First of all, you’re an idiot.
Next, we can explore why; this site, jamespatrickcasey.wordpress.com is a blog, a collection of ideas, stories and pieces of prose that I think is like the most culturally significant grouping of letters and words since that list of quibbles Martin Luther nailed to a door that one time. This collection consists of posts that have an individual theme, topic, or agenda, and are each introduced by a title and bracketed subtitle in bold face. If you want an analogy, the blog is the newspaper, and the posts are the articles that make up the newspaper.
If you are a journalist tasked with producing content for The Times newspaper, you don’t declare ‘I’m going to write a newspaper!’ because you’ll sound like a twat; what you will say is ‘I’m going to write an article’, because this is correct. Equally, bloggers, organisational PR managers and anyone else on the Internet, you’re not going to ‘write a blog’, you are going to ‘have a blog’, a kind of online intellectual ownership that is achieved through the writing of posts.
Also, it’s worth bearing in mind that the words ‘post’ and ‘article’ are more-or-less interchangeable online; WordPress itself uses ‘posts’ to refer to pieces of writing that constitute a blog on its own site, but the fancier-sounding ‘articles’ on its Facebook plugin. But what are not interchangeable are the qualitatively different words ‘blog’ and ‘post’.

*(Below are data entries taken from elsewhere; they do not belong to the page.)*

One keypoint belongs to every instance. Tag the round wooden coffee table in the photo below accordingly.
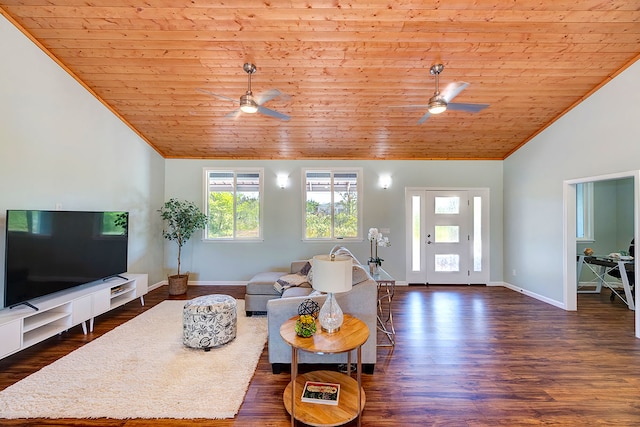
(351, 336)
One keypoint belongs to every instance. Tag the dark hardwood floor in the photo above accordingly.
(465, 356)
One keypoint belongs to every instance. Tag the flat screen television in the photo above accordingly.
(50, 251)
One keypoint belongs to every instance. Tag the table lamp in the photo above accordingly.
(331, 274)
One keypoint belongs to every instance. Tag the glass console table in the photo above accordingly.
(386, 289)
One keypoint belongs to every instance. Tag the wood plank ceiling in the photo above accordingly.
(349, 71)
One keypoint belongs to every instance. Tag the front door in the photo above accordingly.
(447, 236)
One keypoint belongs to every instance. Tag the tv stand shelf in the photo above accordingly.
(22, 326)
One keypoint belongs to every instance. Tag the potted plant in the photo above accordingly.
(182, 219)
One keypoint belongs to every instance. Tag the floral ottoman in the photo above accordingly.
(209, 321)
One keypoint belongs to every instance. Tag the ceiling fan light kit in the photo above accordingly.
(247, 104)
(437, 105)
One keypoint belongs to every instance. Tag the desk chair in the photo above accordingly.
(630, 271)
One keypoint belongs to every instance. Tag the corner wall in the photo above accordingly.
(598, 137)
(60, 147)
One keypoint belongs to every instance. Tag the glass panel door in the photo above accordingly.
(447, 234)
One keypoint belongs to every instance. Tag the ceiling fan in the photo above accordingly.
(441, 101)
(248, 103)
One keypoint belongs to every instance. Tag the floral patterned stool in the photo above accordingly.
(209, 321)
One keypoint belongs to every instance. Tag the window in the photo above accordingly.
(584, 211)
(234, 204)
(332, 204)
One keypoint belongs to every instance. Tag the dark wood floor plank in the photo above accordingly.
(465, 356)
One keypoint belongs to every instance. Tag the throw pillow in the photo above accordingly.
(290, 280)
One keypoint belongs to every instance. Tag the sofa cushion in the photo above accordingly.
(262, 283)
(342, 251)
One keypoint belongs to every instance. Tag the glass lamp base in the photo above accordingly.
(331, 315)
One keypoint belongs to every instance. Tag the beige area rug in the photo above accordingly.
(141, 370)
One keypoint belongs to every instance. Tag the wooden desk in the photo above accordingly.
(352, 335)
(601, 266)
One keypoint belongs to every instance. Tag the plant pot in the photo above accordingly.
(178, 284)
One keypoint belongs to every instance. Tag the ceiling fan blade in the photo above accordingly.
(452, 90)
(422, 106)
(233, 114)
(424, 118)
(470, 108)
(218, 96)
(269, 112)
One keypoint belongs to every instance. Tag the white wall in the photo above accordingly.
(600, 136)
(283, 214)
(61, 146)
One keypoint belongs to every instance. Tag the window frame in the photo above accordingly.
(585, 212)
(206, 192)
(359, 203)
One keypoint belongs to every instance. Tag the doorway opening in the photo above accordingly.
(571, 243)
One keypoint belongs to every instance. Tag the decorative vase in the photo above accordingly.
(305, 326)
(178, 284)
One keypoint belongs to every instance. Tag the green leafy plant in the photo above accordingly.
(182, 218)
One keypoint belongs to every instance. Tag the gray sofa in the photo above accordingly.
(361, 302)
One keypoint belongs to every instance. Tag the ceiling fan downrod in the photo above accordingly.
(247, 103)
(437, 104)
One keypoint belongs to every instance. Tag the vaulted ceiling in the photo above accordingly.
(353, 76)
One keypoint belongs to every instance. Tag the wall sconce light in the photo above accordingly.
(385, 181)
(282, 180)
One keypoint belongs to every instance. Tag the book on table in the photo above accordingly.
(318, 392)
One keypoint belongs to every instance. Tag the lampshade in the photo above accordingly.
(332, 274)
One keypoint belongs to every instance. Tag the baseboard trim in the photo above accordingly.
(534, 295)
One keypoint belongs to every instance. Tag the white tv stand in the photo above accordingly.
(22, 326)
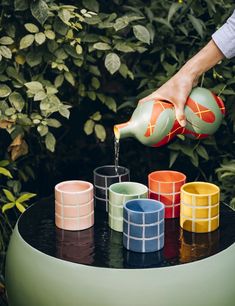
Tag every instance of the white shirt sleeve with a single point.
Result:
(224, 37)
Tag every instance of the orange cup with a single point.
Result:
(164, 186)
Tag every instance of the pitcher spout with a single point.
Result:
(123, 130)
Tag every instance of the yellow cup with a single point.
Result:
(199, 210)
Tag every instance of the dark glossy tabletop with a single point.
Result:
(102, 247)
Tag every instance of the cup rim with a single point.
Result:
(146, 200)
(168, 171)
(57, 186)
(201, 194)
(125, 183)
(111, 166)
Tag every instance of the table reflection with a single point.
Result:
(197, 246)
(75, 246)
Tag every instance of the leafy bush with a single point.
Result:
(91, 62)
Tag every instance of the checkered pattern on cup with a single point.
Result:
(74, 205)
(199, 211)
(164, 186)
(143, 225)
(104, 177)
(119, 194)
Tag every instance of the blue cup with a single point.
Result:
(143, 225)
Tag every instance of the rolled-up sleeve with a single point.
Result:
(224, 37)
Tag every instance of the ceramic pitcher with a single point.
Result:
(154, 123)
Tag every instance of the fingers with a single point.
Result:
(153, 96)
(149, 97)
(180, 115)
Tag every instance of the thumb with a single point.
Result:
(180, 115)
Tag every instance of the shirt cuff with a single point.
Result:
(224, 37)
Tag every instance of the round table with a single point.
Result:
(47, 266)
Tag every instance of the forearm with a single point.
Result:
(205, 59)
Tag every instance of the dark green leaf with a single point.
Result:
(89, 126)
(5, 52)
(21, 5)
(40, 10)
(26, 41)
(6, 40)
(101, 46)
(91, 5)
(4, 91)
(173, 9)
(142, 33)
(32, 28)
(197, 24)
(112, 62)
(17, 101)
(50, 142)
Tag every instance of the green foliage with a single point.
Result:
(226, 176)
(57, 57)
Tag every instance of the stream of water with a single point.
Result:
(116, 154)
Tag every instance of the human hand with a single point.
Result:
(176, 90)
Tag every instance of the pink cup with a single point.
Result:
(74, 205)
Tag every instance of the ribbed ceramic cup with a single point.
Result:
(104, 177)
(119, 194)
(199, 207)
(164, 186)
(75, 246)
(74, 205)
(143, 225)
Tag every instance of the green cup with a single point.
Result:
(119, 194)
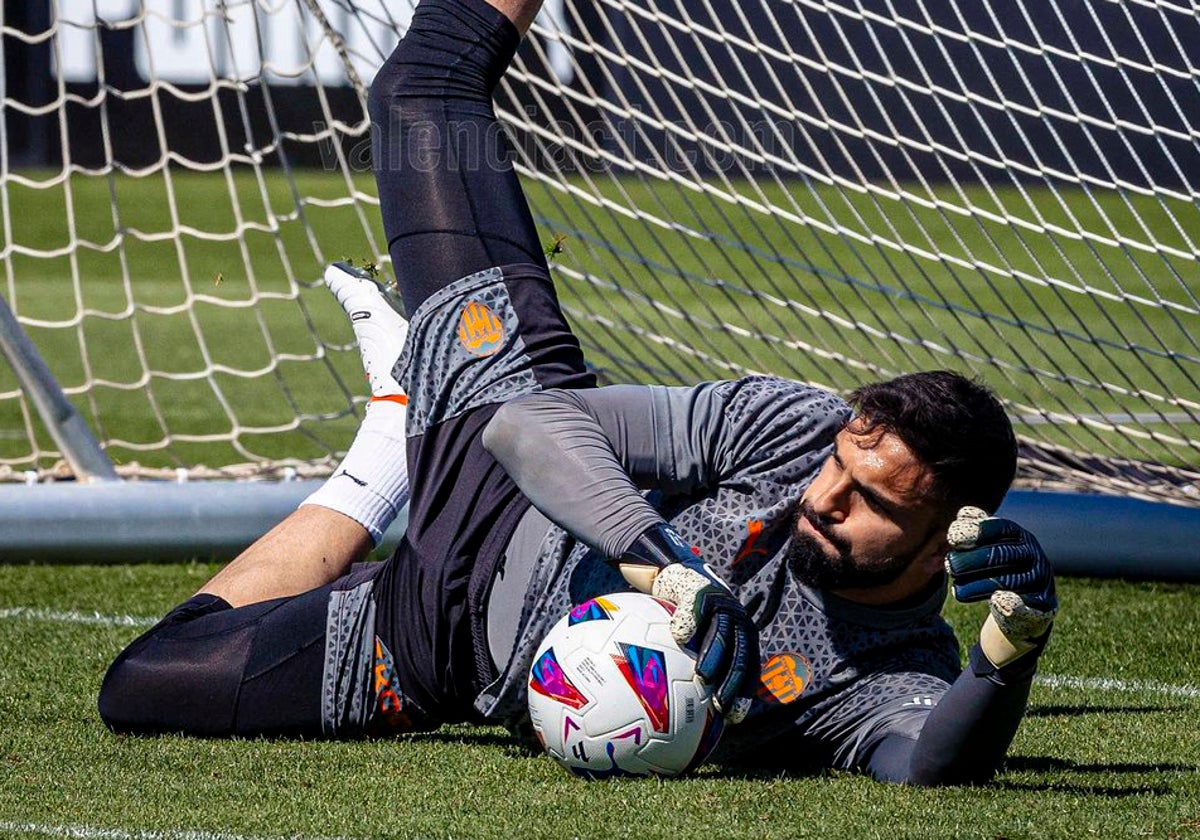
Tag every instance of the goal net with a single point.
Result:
(837, 192)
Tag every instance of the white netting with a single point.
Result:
(835, 191)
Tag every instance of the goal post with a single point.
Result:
(835, 192)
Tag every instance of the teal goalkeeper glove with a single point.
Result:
(1000, 561)
(707, 616)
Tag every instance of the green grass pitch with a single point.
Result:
(1108, 750)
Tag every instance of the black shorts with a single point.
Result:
(472, 346)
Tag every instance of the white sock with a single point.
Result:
(371, 484)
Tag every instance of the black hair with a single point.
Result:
(954, 425)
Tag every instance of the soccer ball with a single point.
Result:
(611, 693)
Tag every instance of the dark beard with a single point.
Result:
(810, 564)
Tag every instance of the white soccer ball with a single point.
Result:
(612, 694)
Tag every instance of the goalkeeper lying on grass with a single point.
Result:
(807, 540)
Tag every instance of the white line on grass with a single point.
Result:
(73, 617)
(1049, 681)
(90, 833)
(1122, 685)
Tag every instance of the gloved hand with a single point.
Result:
(706, 610)
(1000, 561)
(707, 615)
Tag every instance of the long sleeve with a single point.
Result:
(966, 736)
(583, 456)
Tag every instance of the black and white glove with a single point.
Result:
(1000, 561)
(707, 616)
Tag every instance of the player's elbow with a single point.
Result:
(509, 435)
(900, 760)
(929, 772)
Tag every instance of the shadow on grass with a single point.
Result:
(1065, 769)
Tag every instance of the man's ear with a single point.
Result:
(933, 559)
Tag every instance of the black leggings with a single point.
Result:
(450, 201)
(451, 207)
(210, 670)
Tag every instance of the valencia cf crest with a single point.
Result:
(480, 331)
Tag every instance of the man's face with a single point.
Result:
(868, 517)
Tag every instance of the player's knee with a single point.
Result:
(118, 701)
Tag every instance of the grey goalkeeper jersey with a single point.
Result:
(726, 465)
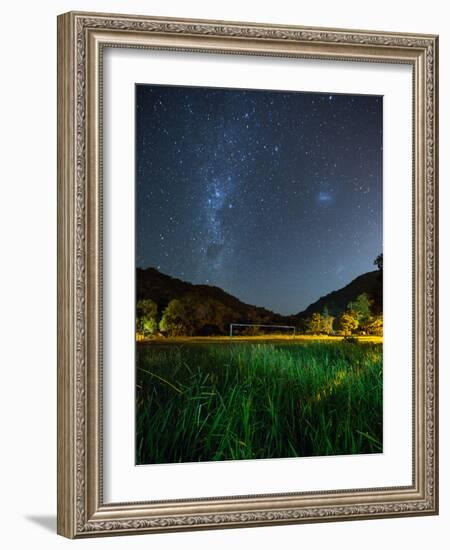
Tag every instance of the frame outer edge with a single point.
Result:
(66, 524)
(75, 206)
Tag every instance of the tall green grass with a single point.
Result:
(249, 401)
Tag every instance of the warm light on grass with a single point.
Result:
(228, 401)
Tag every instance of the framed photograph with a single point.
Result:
(247, 274)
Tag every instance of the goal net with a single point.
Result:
(248, 329)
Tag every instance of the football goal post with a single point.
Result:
(248, 329)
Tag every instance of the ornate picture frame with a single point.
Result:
(82, 39)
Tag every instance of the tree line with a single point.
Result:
(194, 315)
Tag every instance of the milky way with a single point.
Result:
(276, 197)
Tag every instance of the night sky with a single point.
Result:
(276, 197)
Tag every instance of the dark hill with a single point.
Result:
(336, 302)
(161, 288)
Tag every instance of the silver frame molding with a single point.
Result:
(81, 38)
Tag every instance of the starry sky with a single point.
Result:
(274, 196)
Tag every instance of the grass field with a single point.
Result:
(223, 401)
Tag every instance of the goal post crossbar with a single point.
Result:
(232, 325)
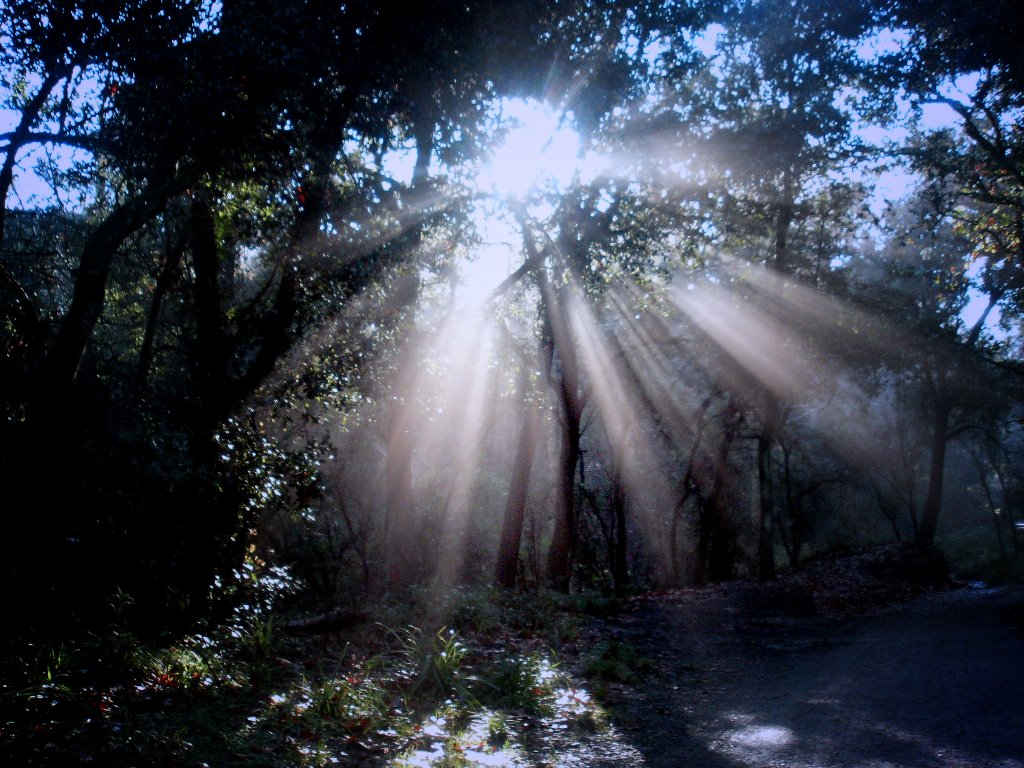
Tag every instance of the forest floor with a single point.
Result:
(870, 660)
(755, 676)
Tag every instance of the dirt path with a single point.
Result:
(935, 682)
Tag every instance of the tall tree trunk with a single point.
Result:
(719, 542)
(88, 296)
(570, 408)
(210, 357)
(562, 540)
(933, 502)
(620, 564)
(992, 507)
(399, 518)
(168, 271)
(766, 545)
(515, 505)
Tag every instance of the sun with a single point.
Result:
(539, 151)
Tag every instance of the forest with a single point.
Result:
(357, 332)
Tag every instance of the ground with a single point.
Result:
(740, 681)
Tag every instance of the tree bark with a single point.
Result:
(766, 554)
(88, 296)
(570, 406)
(515, 506)
(933, 501)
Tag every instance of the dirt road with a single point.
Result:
(935, 682)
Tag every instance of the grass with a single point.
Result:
(248, 693)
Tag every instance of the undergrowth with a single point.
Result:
(470, 684)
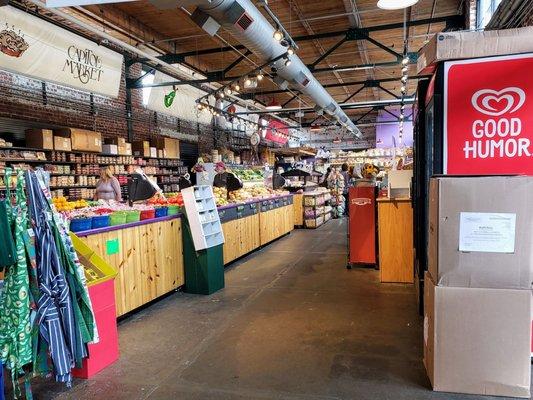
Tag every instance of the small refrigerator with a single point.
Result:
(362, 226)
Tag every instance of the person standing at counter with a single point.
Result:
(108, 187)
(346, 175)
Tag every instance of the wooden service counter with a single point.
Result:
(148, 256)
(395, 227)
(251, 225)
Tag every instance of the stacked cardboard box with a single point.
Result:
(477, 318)
(81, 139)
(166, 147)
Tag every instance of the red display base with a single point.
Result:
(105, 352)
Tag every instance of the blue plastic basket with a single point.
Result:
(101, 221)
(80, 224)
(161, 212)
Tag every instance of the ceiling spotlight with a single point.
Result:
(396, 4)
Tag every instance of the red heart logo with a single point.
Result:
(496, 103)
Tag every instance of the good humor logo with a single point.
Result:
(84, 65)
(497, 137)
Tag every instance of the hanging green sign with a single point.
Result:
(169, 99)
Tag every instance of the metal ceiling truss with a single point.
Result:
(452, 21)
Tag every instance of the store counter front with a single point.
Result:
(148, 256)
(395, 231)
(250, 225)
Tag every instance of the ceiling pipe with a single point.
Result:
(111, 39)
(246, 23)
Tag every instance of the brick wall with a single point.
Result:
(24, 98)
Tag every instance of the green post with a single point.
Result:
(204, 269)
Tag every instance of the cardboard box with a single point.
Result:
(124, 150)
(94, 141)
(82, 139)
(169, 146)
(484, 258)
(477, 341)
(40, 139)
(62, 144)
(141, 148)
(110, 149)
(116, 140)
(460, 45)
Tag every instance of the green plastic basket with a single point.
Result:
(174, 210)
(117, 218)
(133, 216)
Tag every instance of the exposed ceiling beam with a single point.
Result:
(452, 20)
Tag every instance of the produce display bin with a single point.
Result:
(204, 269)
(101, 284)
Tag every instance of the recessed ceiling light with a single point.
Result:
(396, 4)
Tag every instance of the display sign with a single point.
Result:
(488, 116)
(36, 48)
(277, 132)
(487, 232)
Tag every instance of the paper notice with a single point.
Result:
(487, 232)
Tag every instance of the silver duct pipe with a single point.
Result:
(246, 23)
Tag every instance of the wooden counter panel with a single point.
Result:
(275, 223)
(395, 226)
(149, 261)
(298, 204)
(242, 237)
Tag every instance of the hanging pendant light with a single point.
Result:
(396, 4)
(273, 105)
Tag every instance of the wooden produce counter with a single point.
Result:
(148, 256)
(298, 204)
(276, 219)
(250, 225)
(395, 227)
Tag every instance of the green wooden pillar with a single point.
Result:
(204, 269)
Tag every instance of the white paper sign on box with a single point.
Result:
(487, 232)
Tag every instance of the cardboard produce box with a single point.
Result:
(141, 148)
(81, 139)
(40, 139)
(460, 45)
(125, 149)
(110, 149)
(62, 144)
(94, 141)
(115, 140)
(480, 231)
(169, 146)
(477, 341)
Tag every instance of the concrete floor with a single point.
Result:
(293, 323)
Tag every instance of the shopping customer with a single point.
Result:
(108, 187)
(346, 175)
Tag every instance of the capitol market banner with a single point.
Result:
(33, 47)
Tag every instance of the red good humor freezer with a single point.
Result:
(362, 226)
(488, 116)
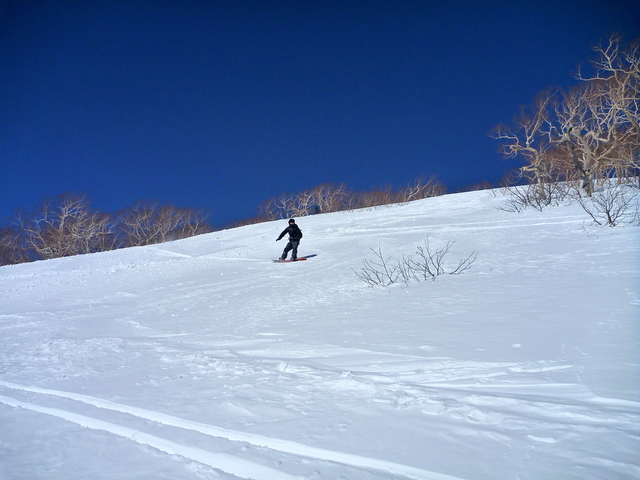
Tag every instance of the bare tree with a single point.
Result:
(593, 127)
(64, 226)
(12, 248)
(148, 223)
(422, 187)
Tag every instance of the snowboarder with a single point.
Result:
(295, 234)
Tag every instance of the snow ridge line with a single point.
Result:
(220, 461)
(283, 446)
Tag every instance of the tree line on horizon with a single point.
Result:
(67, 225)
(583, 136)
(572, 142)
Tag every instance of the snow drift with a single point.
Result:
(203, 359)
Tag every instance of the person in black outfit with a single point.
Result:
(295, 234)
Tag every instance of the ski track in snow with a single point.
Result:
(227, 463)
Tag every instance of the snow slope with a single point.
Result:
(202, 359)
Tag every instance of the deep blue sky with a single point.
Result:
(222, 105)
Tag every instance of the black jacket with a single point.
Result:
(295, 234)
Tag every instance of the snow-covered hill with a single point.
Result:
(202, 359)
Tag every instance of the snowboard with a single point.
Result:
(289, 261)
(298, 260)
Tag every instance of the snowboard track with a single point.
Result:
(224, 462)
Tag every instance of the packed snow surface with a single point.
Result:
(203, 359)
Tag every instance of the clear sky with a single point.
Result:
(223, 105)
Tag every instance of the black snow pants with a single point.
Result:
(291, 246)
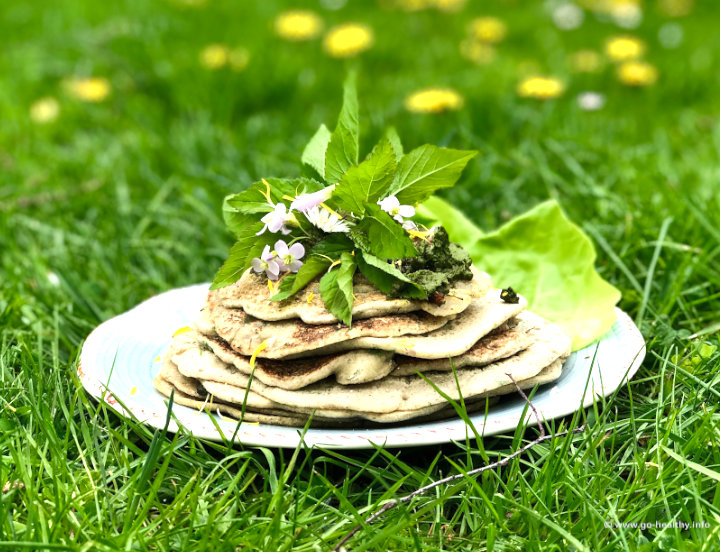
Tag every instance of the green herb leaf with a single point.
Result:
(378, 233)
(367, 181)
(392, 136)
(336, 289)
(387, 278)
(253, 199)
(314, 153)
(426, 169)
(551, 262)
(343, 148)
(292, 283)
(247, 246)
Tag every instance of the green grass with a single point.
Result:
(121, 200)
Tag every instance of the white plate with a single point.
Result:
(121, 357)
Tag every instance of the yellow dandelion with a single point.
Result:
(540, 88)
(214, 56)
(676, 8)
(487, 29)
(450, 6)
(238, 59)
(586, 61)
(624, 48)
(298, 25)
(477, 52)
(348, 40)
(434, 100)
(45, 110)
(93, 89)
(637, 73)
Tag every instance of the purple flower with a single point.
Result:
(391, 205)
(275, 220)
(307, 201)
(289, 257)
(267, 263)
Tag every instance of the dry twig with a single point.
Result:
(544, 436)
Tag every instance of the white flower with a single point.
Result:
(267, 263)
(391, 205)
(326, 220)
(289, 257)
(275, 220)
(591, 101)
(307, 201)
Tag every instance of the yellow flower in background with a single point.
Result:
(434, 100)
(477, 52)
(586, 61)
(637, 73)
(348, 40)
(624, 48)
(45, 110)
(92, 89)
(540, 88)
(214, 56)
(298, 25)
(487, 29)
(238, 59)
(450, 5)
(676, 8)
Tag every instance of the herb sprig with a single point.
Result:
(355, 215)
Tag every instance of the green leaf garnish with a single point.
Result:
(426, 169)
(367, 181)
(314, 153)
(343, 148)
(336, 289)
(382, 236)
(387, 278)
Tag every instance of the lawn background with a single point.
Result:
(116, 201)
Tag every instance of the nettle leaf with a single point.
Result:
(367, 181)
(426, 169)
(247, 247)
(314, 153)
(292, 283)
(388, 278)
(378, 233)
(253, 199)
(336, 288)
(392, 136)
(343, 148)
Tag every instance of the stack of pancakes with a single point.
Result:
(289, 361)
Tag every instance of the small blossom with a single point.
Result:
(624, 48)
(433, 100)
(307, 201)
(94, 89)
(348, 40)
(289, 257)
(275, 220)
(391, 205)
(326, 220)
(298, 25)
(591, 101)
(45, 110)
(266, 263)
(540, 88)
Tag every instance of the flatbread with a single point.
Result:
(352, 367)
(400, 393)
(503, 342)
(293, 338)
(252, 294)
(451, 339)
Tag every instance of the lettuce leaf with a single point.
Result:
(544, 257)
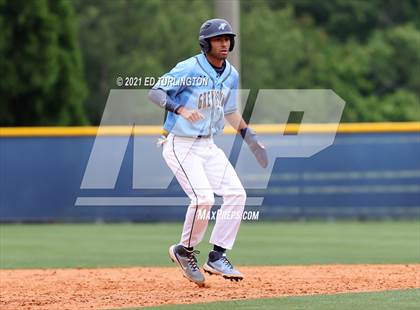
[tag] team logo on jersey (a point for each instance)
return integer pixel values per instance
(211, 98)
(222, 26)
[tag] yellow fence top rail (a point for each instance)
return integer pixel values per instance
(259, 128)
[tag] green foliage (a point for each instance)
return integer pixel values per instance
(378, 79)
(40, 63)
(366, 51)
(135, 39)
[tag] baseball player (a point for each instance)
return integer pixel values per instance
(196, 113)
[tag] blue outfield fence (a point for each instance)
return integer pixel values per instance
(362, 175)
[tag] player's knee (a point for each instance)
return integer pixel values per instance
(206, 200)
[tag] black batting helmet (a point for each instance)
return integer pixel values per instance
(213, 28)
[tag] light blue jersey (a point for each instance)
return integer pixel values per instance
(194, 84)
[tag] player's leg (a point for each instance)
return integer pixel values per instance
(225, 182)
(183, 157)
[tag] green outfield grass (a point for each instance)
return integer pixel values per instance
(275, 243)
(388, 300)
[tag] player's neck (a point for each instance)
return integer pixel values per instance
(215, 62)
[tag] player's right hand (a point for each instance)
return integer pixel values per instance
(190, 115)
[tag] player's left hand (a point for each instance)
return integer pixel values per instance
(256, 147)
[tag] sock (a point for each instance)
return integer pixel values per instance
(219, 249)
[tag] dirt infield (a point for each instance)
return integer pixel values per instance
(135, 287)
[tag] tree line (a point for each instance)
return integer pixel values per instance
(59, 59)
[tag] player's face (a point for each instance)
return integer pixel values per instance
(220, 47)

So please, enthuse about that new online writing project you’re about to start or have recently started; it’s very likely I’ll be genuinely interested, supportive to the point of being an obsessive, unwanted fanboy, and will link your site on every site I have control over. But if you say ‘I’m writing a blog’, or ‘I’m making a blog’ in reference to an individual post; I will bludgeon you to death using nothing more than the intense rage boiling in my brain that will be actualised into a blunt weapon of some destructive potential through the medium of teenage angst.